But even so, some internal nugget of incredibly stupid hubris made him realize that he had not yet reached the stage of humiliation when he could admit his mistakes. He raised his voice to raise the stakes, bluffing once again that he was fed up and tired of her nonsense, that he was leaving, that a divorce was the only option, that she could get on by herself. He prophesied how happy he'd be
and how miserable she'd be, when in fact all he wanted was to throw
himself at her feet and then at her sweet round ass.
She looked at him with that hard little fighter's look, the sweet smile of victory lurking on her lips, fully realizing that he had said something for which he was now sorry, that she could move in for the kill and ram home a few hard truths before he caved in.

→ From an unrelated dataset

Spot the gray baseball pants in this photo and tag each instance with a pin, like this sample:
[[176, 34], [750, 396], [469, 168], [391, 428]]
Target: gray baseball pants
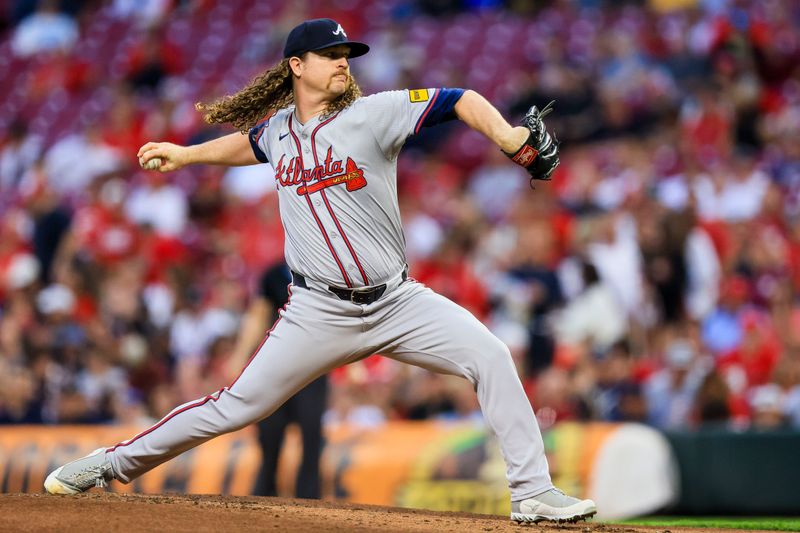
[[318, 332]]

"Yes, and my little smarmy Wobbly, my smart-ass Nazi-hater,
guess who's going to go to Spain to show his daddikins that he's a big
communist and a fighter for freedom, and is going to save the
world? What thirty-six-year-old has-been pilot is going to gird up his
rapidly tiring loins and save Spain for its noble peasants?"
She had him, he was spinning on the spit of her insight, each side
roasting evenly in the truth of her words.
"Not so. I'm going because I'm ordered."
"Weak comeback. If they ordered you to fly for the Nazis, to be in
Franco's air force, you'd stand on your stubborn ideals and refuse to
go. No, you're just being Daddy's boy, one more time. You're going to hunt for Hafner, to revenge Millie. Bandfield, you're nuts!"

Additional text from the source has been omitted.